SUISSE - L'été a décidément bien mal commencé chez nos voisins helvêtes : La violente tempête qui s'est abattue sur la
Suisse dans la nuit de mercredi à jeudi et en début de matinée, hier, a multiplié les dégâts. Parmi les premières victimes, les CFF ont connu une situation de crise durant toute la journée
d'hier. Avec, notamment, l'interruption de tout trafic ferroviaire entre Fribourg et Berne de 8 h 30 à 18 h dans les deux sens...
Le désagrément a touché des milliers de passagers qui avaient prévu de voyager en Suisse alémanique (ou d'en revenir). Sur le coup de 8 h 30, plusieurs arbres sont tombés sur les voies à
proximité de Flamatt (FR), arrachant au passage les lignes de contact sur une longue distance. Tous les passagers ont été redirigés sur la ligne du pied du Jura Lausanne-Neuchâtel-Bienne-Berne.

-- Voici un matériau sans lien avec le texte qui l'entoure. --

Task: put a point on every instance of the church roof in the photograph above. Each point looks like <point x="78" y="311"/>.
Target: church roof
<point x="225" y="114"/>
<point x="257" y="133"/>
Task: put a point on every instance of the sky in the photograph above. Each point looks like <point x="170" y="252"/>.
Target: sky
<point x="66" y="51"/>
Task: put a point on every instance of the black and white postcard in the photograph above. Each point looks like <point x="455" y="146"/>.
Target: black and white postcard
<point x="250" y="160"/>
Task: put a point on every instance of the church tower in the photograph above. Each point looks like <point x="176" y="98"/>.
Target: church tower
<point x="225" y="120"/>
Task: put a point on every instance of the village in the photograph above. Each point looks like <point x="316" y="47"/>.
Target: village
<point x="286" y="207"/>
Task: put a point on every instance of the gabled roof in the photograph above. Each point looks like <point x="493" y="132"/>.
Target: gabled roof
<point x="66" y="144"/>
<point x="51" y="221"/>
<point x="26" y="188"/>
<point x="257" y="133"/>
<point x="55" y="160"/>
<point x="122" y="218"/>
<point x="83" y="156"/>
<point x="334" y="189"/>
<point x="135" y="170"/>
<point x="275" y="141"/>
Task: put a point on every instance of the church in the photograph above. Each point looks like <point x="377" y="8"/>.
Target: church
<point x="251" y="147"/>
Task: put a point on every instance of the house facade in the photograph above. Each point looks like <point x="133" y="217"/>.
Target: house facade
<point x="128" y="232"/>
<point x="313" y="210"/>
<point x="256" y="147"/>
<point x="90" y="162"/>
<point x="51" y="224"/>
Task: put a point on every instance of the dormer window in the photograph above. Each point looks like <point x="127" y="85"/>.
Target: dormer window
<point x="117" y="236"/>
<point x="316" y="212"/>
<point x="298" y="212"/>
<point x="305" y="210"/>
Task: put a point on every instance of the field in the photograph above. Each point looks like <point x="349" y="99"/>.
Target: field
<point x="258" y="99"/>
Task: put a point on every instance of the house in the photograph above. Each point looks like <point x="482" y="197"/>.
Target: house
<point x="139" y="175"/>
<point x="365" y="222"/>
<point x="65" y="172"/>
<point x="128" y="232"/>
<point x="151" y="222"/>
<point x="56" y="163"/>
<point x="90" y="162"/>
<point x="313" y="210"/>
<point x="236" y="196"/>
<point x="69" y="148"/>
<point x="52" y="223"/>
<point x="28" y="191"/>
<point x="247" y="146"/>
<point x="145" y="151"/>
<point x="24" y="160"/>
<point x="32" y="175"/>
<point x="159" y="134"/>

Pour les trajets régionaux depuis Fribourg ou Berne, des bus spéciaux ont été mobilisés.
Le trafic ferroviaire a été perturbé dans toute la Suisse. «Nous faisons face à de très gros dégâts», constatait hier Jean-Louis Scherz, porte-parole des CFF. Sur la ligne Berne-Bienne-La Chaux
de Fonds, des moteurs d'aiguillage ont été noyés, imposant aux trains de circuler au ralenti. Entre Lausanne et Payerne, le trafic a été interrompu pendant une heure à la hauteur d'Henniez (VD),
un arbre obstruant la voie là aussi.
Les CFF ne pouvaient pas, hier, estimer le coût des dégâts occasionnés par les chutes d'arbre, la grêle, les inondations et les coulées de boue. Une chose est sûre: la régie fédérale devra tout
payer de sa poche. «Nous ne sommes assurés qu'à partir d'un certain montant, basé sur plusieurs années», indique Jean-Louis Scherz. Heureusement que dans le cas présent, les dégâts seront
moindres que lors de l'ouragan «Lothar» ou - pire - des orages et crues du 22 août 2005, le jour qui a coûté le plus cher aux CFF. «Là, sur un total de coûts de 84 millions de francs suisses, les
compagnies d'assurances avaient pris en charge 34 millions», rappelle le porte-parole.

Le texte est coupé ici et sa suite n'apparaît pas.